This book was provided to me courtesy of Random House India for review purposes.
John Boyne is the author of the much acclaimed ‘The boy in the Striped Pajamas’, which was made into a movie a few years ago. I haven’t read that book, but I saw the movie and cried buckets over the story of a young, lonely boy and the cards that fate deals him. However, reading this book reminded me of ‘The curious case of the dog in the night time’, with the same simplicity of writing and the feeling of floating around great and momentous happenings of adult life. I felt as if I were a child myself, shadowing Alfie as he moves around in an adult world that is no longer as safe and secure as it once was.
I loved this beautiful cover, but sadly the proof copy I received carried a simple, plainer one. The first page also listed an illustrator’s name, but contained only one illustration on the page introducing the author and so I suppose the proper book will contain more illustrations, which would definitely add a lovely cherry to the cake for readers.
‘Stay where you are and then leave’ was a phrase that I didn’t understand at first and I completely agreed with the oft-repeated question of Alfie’s father, which was, ‘What does it mean?’. It was used by Alfie’s father’s commanding officer as he sent the soldiers over the trenches, and which I supposed literally meant to hold their positions while those in front of them fell and then move out of the trenches to take their place.
Alfie Summerfield’s father left for fighting in the first world war and they haven’t received any letters from him in over a year. Alfie believes that his mother is lying to him and his father is actually dead. And yet, he refrains from questioning her or throwing tantrums. He comes across as a solemn, grownup little guy. It breaks your heart to see him struggle to understand the secrets that the adults are keeping from him and manfully refuse to give in.

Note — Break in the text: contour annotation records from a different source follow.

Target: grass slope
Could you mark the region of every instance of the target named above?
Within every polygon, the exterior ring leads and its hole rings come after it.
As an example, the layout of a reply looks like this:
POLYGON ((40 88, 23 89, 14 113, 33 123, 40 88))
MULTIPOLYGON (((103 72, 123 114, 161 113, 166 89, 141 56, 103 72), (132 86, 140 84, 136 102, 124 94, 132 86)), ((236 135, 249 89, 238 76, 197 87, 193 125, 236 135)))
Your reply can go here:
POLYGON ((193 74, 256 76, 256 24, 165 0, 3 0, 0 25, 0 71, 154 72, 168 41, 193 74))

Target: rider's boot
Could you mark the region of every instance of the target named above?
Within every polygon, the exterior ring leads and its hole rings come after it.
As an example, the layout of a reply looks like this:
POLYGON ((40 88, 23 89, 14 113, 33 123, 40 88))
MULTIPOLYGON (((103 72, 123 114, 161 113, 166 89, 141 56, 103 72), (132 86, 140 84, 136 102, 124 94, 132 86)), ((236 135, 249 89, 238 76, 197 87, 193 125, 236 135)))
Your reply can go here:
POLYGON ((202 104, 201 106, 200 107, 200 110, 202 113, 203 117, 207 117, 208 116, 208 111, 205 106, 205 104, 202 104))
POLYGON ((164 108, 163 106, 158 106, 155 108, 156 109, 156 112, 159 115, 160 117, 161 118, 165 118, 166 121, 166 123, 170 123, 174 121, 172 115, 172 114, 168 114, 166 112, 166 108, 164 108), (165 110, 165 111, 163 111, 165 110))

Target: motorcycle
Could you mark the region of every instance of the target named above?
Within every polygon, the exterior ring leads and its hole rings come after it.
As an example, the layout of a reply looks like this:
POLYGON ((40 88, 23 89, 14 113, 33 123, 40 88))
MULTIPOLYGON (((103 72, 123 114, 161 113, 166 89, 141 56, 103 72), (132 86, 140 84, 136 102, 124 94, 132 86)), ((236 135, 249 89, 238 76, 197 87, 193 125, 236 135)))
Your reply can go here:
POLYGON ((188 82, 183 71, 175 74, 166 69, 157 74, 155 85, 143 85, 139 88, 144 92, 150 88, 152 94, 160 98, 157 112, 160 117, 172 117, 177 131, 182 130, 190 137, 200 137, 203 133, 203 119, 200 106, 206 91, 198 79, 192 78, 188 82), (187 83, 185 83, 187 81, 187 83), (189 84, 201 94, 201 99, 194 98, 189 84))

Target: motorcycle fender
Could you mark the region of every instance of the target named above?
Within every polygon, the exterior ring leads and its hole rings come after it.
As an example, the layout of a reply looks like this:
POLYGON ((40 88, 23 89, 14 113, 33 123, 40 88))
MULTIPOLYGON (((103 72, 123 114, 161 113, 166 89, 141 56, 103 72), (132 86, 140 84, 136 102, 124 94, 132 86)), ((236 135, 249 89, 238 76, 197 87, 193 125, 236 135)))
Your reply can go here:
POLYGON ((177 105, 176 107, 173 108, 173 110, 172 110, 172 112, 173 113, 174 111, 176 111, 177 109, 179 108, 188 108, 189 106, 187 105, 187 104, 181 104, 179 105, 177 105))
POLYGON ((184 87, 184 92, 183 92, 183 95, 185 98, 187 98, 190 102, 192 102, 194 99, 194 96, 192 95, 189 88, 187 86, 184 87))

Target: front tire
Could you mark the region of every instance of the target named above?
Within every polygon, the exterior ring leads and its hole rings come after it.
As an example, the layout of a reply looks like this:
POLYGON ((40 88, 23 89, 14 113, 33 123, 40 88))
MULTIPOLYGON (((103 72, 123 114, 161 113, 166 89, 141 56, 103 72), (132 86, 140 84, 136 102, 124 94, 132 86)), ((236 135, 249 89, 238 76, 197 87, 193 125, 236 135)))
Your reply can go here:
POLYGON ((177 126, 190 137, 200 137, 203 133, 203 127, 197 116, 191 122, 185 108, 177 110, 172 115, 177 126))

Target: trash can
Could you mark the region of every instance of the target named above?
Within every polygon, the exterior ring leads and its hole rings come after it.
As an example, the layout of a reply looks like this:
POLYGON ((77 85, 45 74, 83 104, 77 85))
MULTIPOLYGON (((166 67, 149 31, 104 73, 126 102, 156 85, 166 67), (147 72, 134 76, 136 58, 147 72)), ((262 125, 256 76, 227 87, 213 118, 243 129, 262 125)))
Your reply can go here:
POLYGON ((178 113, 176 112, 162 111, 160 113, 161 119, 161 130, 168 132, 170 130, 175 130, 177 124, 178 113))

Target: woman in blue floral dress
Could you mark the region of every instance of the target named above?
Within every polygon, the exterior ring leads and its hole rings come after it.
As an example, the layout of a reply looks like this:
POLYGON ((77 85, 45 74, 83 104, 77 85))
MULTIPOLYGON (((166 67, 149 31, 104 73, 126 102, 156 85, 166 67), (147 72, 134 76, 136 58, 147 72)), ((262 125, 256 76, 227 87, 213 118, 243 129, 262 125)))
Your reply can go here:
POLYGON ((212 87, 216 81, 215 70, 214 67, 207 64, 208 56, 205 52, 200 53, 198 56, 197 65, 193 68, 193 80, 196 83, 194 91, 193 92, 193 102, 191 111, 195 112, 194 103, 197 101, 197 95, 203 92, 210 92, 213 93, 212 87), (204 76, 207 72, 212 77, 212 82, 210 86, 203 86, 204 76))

He is stolid and with a keen sense of duty that seems to be both utterly sweet and in a way sad. His Czech friend is a sweet and intelligent girl and when she and her father are carted off to an internment camp for the duration of the war, Alfie is provided with an opportunity that is another in a long series of butterfly effects that lead Alfie to his father. ( As an aside, it seems heartless and cruel to cart-off people this way, but I do admire the ability of the Americans to be completely unapologetic when it comes to matters of national security since the very beginning; case in point – the number of times the famous Shahrukh Khan has been detained at American airports despite protests about him being an Indian celebrity, with no results.)
It is a touching story. And full of hope. I read the whole book in one sitting and afterwards could not shake off the feeling of being a little kid running around with friends in the summer. It was wonderfully written and I recommend reading it no matter what age you are.